Despite the draught, the Illini managed to go into halftime down only 29-20.
“It was clear when we got down early in the game, we looked like a team that lost six in a row, and just said we’re just going to pull down,” freshman Lori Bjork said.
That is when Bjork took it upon herself to win the game. She scored a career-high 27 points on 4-of-8 shooting from beyond the arc.
“I thought we had a chance to salvage the game,” Bjork said. “For a good period of the game, we haven’t met the expectations we’ve had for ourselves, and we still had a chance to salvage it.”
Despite Bjork’s efforts to bring the Illini back, they could not get within four points. It seemed like Wisconsin had an answer every time the Illini scored.
Grentz said for the team to take a step backward was not what she was expecting at this juncture in the season.
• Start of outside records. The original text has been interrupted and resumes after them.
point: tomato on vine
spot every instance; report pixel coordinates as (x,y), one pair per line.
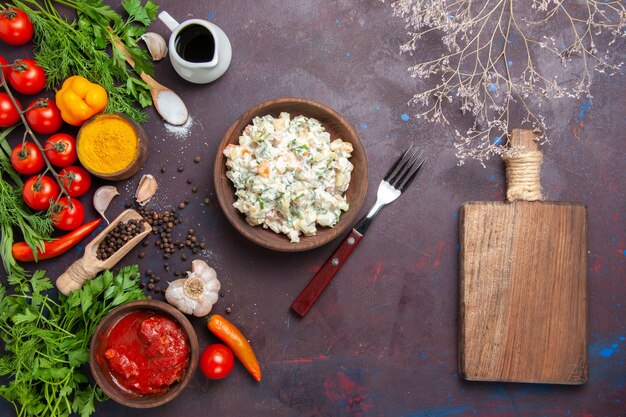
(60,149)
(6,69)
(27,159)
(27,77)
(68,213)
(75,180)
(43,116)
(15,27)
(39,191)
(9,114)
(217,361)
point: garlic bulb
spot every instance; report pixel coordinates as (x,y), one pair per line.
(197,293)
(156,45)
(146,189)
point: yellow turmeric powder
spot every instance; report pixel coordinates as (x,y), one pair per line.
(107,144)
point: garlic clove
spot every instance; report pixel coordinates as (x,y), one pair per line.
(146,189)
(156,45)
(102,198)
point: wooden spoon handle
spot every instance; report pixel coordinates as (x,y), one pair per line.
(79,272)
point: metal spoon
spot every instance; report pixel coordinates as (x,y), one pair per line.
(166,102)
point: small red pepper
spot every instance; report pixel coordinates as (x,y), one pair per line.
(238,343)
(22,252)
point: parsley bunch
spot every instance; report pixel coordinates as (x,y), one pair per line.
(47,342)
(81,47)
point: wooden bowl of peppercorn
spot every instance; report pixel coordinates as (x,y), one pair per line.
(105,250)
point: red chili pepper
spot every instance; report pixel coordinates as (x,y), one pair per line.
(235,340)
(22,252)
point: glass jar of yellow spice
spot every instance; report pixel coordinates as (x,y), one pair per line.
(112,146)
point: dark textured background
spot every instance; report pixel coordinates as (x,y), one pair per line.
(382,340)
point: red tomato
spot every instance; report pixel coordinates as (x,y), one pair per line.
(5,70)
(15,27)
(27,159)
(27,77)
(217,361)
(43,116)
(60,149)
(68,214)
(39,190)
(76,180)
(9,115)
“We haven’t talked about losing X number of games,” Grentz said. “We’ve avoided that. We’ve taken it one game at a time. It’s too easy to say you’ve lost these, you can’t recover from it. You have to be able to deal with adversity. That’s what sports are supposed to do.”
The women will not have to wait too long to get back at it; they travel to Penn State on Sunday.
“They have to understand, they have to play as hard in this next game and the next four games as they did in those previous games,” Grentz said. “In that point, I haven’t done them justice, because I can’t get that point across to them.”